Da ich die Einweihungsfeier bereits erwähnt habe, kann ich auch ein paar Worte mehr dazu verlieren. Am 16. Februar hatte Jonas Geburtstag. Am Sonnabend darauf fand im kleinen Kreis eine Feier statt. Sie sollte gleichzeitig die Einweihungsfete für seine erste eigene Wohnung sein. Er hatte dazu Manfred aus Neubukow, Thomas mit Ulf, Kay und mich eingeladen. Insgeheim hoffte er, dass auch Andreas kommen würde. Der kam aber nicht. Dass auch Kay nicht kam, deutete ich schon an. Gegen halb fünf nachmittags holte ich Manfred vom Zug ab. Irgendwann überraschte uns Detlef mit seinem Besuch. Thomas und Ulf kamen erst um halb neun, als niemand mehr mit ihnen rechnete. Manfred sollte bei Jonas übernachten. Was er auch tat. Ziemlich intensiv sogar. Dafür sprach jedenfalls das Bettlaken, das am folgenden Tag im Bad über der Leine zum Trocknen hing. Die Frage ist nur, wie die Sache geendet hätte, wenn Kay und Andreas auch noch gekommen wären. Außerdem ist es taktisch unklug, die Jungs alle miteinander bekannt zu machen.

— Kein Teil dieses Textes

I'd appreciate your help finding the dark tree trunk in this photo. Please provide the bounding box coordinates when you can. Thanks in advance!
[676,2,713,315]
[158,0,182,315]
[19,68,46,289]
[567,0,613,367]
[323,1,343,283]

Am Donnerstag stieg ich von der Arbeit kommend am S-Bahn-Haltepunkt Marienehe aus. Vom Fischereihafen her wehte der Wind den Gestank verfaulter Fische herüber. Es war ekelerregend. Weil ich eine Sportfreundin in Lütten Klein besuchen wollte, ging ich zur Bushaltestelle. Dort stand Andreas. Wollte ihn aber nicht ansprechen, denn sein Kumpel ging gerade auf ihn zu. Ich weiß nicht, ob Andreas mich überhaupt bemerkt hatte. Beim Einsteigen sagte ich dann aber sicherheitshalber zu ihm: „Nicht drängeln, junger Mann!“ Natürlich so leise, dass nur er es hören konnte. Im Bus drehte er sich dann aber zu mir um und begrüßte mich, obwohl sein Kumpel bei ihm war. Er fragte mich sogar, ob er wohl zum Friseur gehen müsse. Ich riet ihm gut zu. Sein Freund stieg unterwegs aus. Wir fuhren zusammen bis zur Endhaltestell. Zum Abschied sagte ich, er könne am Abend zu mir kommen, wenn er Langeweile habe. Andreas nickte nur. Das ich allein sein würde, hatte ich ihm schon während der Fahrt beigebracht. Jonas wollte nämlich in der Wohnung seiner Mutter irgendwelche Schlösser aus- und wieder einbauen. Andreas nickte nur mit dem Kopf, wie gesagt, und ging zum Friseur. Zusammen mit einer Sportfreundin aus meiner Sektion stieg ich in den nächsten Bus. Fuhr aber nur eine Station. Hatte ja noch den Besuch zu absolvieren.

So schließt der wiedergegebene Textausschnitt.